In a very interesting new initiative, Nextcloud, the company behind a free and open-source software suite that lets you set up your own private cloud storage and collaboration platform, just dropped its first-ever Digital Sovereignty Index.
If you’re new to the topic, “digital sovereignty” means the right and the ability for a country, organization, or even an individual to run critical digital services (independently of Big Tech) on infrastructure they control, under rules they set, so they stay in charge of their own digital presence. Or, to put it even more simply, think self-hosting.
This new Nextcloud initiative ranks nearly 50 countries based on actual usage of self-hosted collaboration tools like file sharing, video conferencing, and project management platforms across roughly 7.2 million servers worldwide. The results are more than interesting.
Finland (the homeland of Linux creator Linus Torvalds) is the undisputed leader in digital sovereignty, scoring 64.5 on the DSI. Germany (53.85) and the Netherlands (36.32) rounded out the top three, showing strong adoption among individuals and small businesses.

The EU average lands at a modest 16.31 points. France (25.1), Austria (20.23), and Switzerland (23.32) hover in the middle of the pack, but the UK (9.21), Spain (7.01), Italy (6.49), and Belgium (7.15) all trail badly.
But even though Finland sits comfortably at the top of the Digital Sovereignty Index, its Nordic neighbors aren’t keeping pace. Sweden is all the way down in 15th place with 14.27—just a hair below the EU average—while Denmark (6.50) and Norway (6.35) find themselves near the bottom of the rankings.
According to the data, Canada posts a score of 14.94 while the United States lands just a whisker lower at 14.88. Those figures slot the two neighbors into 13th and 14th place out of 50-plus countries—above the UK and most of southern Europe, yet well behind the EU mean of 16.31.

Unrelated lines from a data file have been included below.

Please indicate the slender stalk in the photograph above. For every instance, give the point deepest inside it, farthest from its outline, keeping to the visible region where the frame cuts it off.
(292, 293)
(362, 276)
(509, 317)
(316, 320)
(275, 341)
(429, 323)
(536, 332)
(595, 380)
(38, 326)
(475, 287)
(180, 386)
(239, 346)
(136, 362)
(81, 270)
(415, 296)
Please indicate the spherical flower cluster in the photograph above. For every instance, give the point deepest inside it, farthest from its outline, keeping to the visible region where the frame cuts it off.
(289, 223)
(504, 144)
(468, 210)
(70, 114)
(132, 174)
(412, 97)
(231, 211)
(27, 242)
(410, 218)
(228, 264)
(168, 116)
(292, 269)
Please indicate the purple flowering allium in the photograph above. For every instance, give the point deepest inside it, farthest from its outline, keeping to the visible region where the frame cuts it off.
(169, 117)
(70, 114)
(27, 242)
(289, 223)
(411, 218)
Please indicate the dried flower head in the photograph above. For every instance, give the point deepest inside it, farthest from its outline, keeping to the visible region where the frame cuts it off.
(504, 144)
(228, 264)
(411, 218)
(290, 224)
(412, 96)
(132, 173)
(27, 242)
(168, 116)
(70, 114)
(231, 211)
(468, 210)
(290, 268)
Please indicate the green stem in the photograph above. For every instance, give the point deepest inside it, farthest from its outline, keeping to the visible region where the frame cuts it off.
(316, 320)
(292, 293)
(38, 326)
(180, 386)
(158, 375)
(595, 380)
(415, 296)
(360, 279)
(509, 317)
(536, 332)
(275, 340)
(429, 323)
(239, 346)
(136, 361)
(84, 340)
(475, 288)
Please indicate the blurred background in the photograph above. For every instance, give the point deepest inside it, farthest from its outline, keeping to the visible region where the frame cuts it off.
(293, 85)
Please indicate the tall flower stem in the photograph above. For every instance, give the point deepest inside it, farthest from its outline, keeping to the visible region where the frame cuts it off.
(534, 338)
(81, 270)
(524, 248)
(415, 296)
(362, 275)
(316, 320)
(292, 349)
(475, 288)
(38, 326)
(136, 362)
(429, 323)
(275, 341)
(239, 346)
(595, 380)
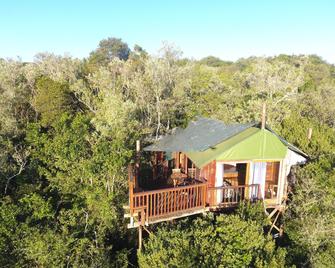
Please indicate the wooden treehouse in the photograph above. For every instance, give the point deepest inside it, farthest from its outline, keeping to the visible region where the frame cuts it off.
(210, 166)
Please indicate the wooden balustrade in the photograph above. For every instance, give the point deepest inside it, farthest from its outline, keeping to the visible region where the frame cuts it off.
(232, 195)
(151, 206)
(166, 202)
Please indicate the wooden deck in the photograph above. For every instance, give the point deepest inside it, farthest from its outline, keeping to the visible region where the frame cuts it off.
(149, 207)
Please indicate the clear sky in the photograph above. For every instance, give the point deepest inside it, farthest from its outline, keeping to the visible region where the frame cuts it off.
(229, 29)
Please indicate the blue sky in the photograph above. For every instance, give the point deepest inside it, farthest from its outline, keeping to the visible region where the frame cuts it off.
(229, 29)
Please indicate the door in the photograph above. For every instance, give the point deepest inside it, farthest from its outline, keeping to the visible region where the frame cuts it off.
(219, 181)
(258, 177)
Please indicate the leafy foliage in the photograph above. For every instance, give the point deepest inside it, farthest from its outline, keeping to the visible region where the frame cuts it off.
(222, 241)
(68, 129)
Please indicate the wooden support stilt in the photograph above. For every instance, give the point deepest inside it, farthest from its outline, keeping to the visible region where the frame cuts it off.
(137, 165)
(263, 116)
(140, 238)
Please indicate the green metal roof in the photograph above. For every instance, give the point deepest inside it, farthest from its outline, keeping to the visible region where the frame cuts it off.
(199, 135)
(251, 144)
(205, 140)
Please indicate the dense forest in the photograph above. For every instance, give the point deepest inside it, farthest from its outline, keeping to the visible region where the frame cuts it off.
(68, 130)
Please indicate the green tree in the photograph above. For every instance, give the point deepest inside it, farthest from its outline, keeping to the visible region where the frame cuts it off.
(51, 99)
(108, 50)
(223, 241)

The reason? The US and Canada still lean heavily on hyperscale cloud providers headquartered in North America. That comfort level translates into fewer visible self-hosted collaboration servers—precisely the metric that the DSI counts. In other words, Amazon and Microsoft are so entrenched at home that even the do-it-yourself crowd finds it hard to register big on the index.
Finally, how was this information collected? The Digital Sovereignty Index hands every country a number from 0 to 100 that shows how many publicly visible self-hosted collaboration servers sit behind each 100 K residents. Researchers scraped Shodan.io for server fingerprints on July 28, 2025, and normalized counts by population.
Nextcloud checks about 50 open-source apps—file storage, groupware, chat/video, notes, project management, and so on. Each tool is weighted the same, and then the category scores are averaged into a single national figure. That design favors a balanced ecosystem over dominance in just one niche.
However, according to Nextcloud, the method favors SMEs and hobbyists—servers hidden behind firewalls, VPNs, or hosted by large enterprises don’t always show up—yet the index still offers a “pretty loud signal” about grassroots tech choices.